Obviously what is transpiring at Yale is a reflection of deeper sources of frustration for minority students there in particular. Yale senior Aaron Lewis writes, “They’re about a mismatch between the Yale we find in admissions brochures and the Yale we experience every day. They’re about real experiences with racism on this campus that have gone unacknowledged for far too long.”

It is easy for me to think all this is trivial – fragile, entitled, humorless kids – until I ask myself what if someone came to my apartment building dressed up as Hitler. Would I be offended, would I be hurt, would I feel unsafe… maybe. And what would it feel like to live in a residency hall named after a well -known Nazi? Would I be as uncomfortable as those students living in Calhoun College which, honors John C. Calhoun one of slavery’s most fervent advocates?

And would I feel more like a tenant than a stakeholder if I never had a Jewish professor or been the sole Jewish person in a class – the experience some black students described was their experience being black at Yale? (This week Yale announced a $50 million five-year initiative to enhance the diversity of the faculty.)

Maybe, at least in the bubble of college campus, we ought to begin to give each other the benefit of the doubt. What would happen if instead of suspecting our fellow student’s and professor’s motivations and believing in the purity of our own, we assumed the best of other’s motivations and were a bit suspect of our own emotional reactions? Imagine if instead of comparing our best to someone else’s worst, we started comparing our worst to someone else’s best.

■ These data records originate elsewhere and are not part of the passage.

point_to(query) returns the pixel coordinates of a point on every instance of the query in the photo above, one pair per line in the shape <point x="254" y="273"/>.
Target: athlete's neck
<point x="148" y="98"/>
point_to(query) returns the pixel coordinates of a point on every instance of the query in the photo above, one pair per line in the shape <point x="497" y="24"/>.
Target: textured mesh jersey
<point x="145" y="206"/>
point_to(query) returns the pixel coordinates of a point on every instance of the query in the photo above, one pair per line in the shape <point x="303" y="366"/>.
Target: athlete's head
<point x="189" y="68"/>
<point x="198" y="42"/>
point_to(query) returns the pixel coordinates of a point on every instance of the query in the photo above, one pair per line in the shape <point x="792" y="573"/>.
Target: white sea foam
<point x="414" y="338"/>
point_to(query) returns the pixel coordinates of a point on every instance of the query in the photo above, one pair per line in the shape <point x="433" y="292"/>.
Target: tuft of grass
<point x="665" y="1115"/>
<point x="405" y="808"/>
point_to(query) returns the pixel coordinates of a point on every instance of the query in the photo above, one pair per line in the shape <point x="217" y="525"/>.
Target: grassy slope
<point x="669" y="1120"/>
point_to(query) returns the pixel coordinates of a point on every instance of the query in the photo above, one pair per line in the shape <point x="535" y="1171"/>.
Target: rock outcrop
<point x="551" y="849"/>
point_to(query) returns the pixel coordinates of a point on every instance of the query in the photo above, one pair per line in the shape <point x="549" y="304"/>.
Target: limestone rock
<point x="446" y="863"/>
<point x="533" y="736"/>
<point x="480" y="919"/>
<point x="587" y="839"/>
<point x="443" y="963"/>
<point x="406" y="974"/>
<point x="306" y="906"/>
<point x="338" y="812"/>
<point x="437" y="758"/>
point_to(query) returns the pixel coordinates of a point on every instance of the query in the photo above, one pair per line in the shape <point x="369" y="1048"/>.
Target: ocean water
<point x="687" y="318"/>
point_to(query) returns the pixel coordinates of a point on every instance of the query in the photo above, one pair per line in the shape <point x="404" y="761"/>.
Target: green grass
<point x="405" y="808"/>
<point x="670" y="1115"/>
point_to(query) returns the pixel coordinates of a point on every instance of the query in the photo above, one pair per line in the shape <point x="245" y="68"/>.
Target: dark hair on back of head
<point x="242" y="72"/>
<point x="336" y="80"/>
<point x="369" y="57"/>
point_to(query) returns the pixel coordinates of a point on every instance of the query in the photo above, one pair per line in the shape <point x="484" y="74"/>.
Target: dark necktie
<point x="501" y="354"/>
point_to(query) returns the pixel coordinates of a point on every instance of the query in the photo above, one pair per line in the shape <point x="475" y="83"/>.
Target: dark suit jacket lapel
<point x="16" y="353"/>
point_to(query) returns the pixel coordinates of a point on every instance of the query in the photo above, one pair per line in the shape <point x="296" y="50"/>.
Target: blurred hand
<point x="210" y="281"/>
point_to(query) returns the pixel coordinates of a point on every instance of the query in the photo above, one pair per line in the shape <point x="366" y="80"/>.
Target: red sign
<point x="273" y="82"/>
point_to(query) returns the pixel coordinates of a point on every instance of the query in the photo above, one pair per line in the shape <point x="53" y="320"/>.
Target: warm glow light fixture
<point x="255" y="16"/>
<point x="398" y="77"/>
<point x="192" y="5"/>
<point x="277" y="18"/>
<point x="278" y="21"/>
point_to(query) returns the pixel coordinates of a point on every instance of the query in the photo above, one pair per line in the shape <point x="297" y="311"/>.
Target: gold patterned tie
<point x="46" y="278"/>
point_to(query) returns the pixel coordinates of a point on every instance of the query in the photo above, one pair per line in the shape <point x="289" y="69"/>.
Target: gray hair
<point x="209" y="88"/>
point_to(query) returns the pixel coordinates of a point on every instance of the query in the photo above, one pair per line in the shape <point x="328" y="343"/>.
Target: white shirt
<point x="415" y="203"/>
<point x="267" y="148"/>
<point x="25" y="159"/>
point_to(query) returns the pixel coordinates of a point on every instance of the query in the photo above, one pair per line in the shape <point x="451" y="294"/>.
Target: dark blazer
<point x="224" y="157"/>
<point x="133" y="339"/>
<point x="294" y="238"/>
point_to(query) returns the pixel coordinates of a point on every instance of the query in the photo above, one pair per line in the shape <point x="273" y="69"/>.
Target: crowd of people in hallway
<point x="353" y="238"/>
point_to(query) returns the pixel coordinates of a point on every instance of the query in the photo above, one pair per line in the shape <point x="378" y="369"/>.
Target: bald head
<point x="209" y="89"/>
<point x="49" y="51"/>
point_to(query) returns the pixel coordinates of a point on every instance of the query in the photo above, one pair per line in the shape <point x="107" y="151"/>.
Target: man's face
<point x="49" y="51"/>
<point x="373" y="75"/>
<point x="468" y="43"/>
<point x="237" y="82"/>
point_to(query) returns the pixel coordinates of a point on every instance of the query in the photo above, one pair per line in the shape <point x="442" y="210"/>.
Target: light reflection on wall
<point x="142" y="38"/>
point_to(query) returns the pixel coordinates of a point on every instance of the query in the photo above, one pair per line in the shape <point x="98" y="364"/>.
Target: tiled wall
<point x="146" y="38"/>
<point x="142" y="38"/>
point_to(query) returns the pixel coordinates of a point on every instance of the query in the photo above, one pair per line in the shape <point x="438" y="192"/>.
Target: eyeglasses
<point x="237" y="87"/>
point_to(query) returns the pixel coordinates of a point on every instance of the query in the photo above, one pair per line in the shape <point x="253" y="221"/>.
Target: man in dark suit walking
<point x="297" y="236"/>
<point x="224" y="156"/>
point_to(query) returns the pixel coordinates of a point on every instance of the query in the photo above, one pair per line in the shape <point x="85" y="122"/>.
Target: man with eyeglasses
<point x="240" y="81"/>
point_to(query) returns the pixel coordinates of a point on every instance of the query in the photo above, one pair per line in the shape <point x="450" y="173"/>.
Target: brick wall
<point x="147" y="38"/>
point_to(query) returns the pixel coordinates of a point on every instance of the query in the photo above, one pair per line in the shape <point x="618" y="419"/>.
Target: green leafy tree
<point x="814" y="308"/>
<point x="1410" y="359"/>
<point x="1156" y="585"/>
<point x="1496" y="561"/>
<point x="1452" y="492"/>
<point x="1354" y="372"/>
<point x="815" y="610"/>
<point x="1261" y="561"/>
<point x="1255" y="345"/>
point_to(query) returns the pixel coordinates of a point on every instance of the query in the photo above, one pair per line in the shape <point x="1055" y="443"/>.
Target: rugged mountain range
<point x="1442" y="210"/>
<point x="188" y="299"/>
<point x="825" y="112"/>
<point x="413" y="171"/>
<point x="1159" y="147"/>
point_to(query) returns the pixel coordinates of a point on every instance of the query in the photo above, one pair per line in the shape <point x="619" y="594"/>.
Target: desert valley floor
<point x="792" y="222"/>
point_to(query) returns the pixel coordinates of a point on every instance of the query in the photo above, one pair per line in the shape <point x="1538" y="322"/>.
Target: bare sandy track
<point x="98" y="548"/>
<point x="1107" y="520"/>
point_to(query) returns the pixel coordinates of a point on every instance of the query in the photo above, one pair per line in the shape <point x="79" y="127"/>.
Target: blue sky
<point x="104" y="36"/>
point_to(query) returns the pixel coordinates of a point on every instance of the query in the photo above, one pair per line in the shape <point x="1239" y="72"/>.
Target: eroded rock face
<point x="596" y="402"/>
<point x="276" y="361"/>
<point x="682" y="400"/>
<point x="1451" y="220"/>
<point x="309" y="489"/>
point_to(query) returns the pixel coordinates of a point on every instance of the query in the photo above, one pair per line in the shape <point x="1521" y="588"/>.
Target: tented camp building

College campus is a place of experimentation. Perhaps it would be worth trying an ancient practice described in the Talmud that took place in the great sage Hillel’s academy. Before Hillel offered his own teaching, interpretation and prescription he always taught the opinions of Shammai, his ideological and philosophical nemesis. Imagine if over the next week in Yale people actually learned the views of those with whom they deeply disagree well enough to actually teach those views and then came together to debate the issues and the balance between maximizing free speech, creating intellectual space, and insuring a sense of safety for all students.

Perhaps in having to crawl into each the other’s views we would even rethink what is worthy of our outrage. After all, just outside the gated privileged world of Yale there is a huge impoverished city. New Haven is one of the poorest cities with one of the greatest income inequality divided along racial lines in this country.

I imagine that many of New Haven’s citizens who even have a job, probably serve the Yale community. I wonder how many of them would find this entire turmoil over an offensive costume, whatever side one takes, as ridiculous. Or maybe they would think Halloween really was scary at Yale.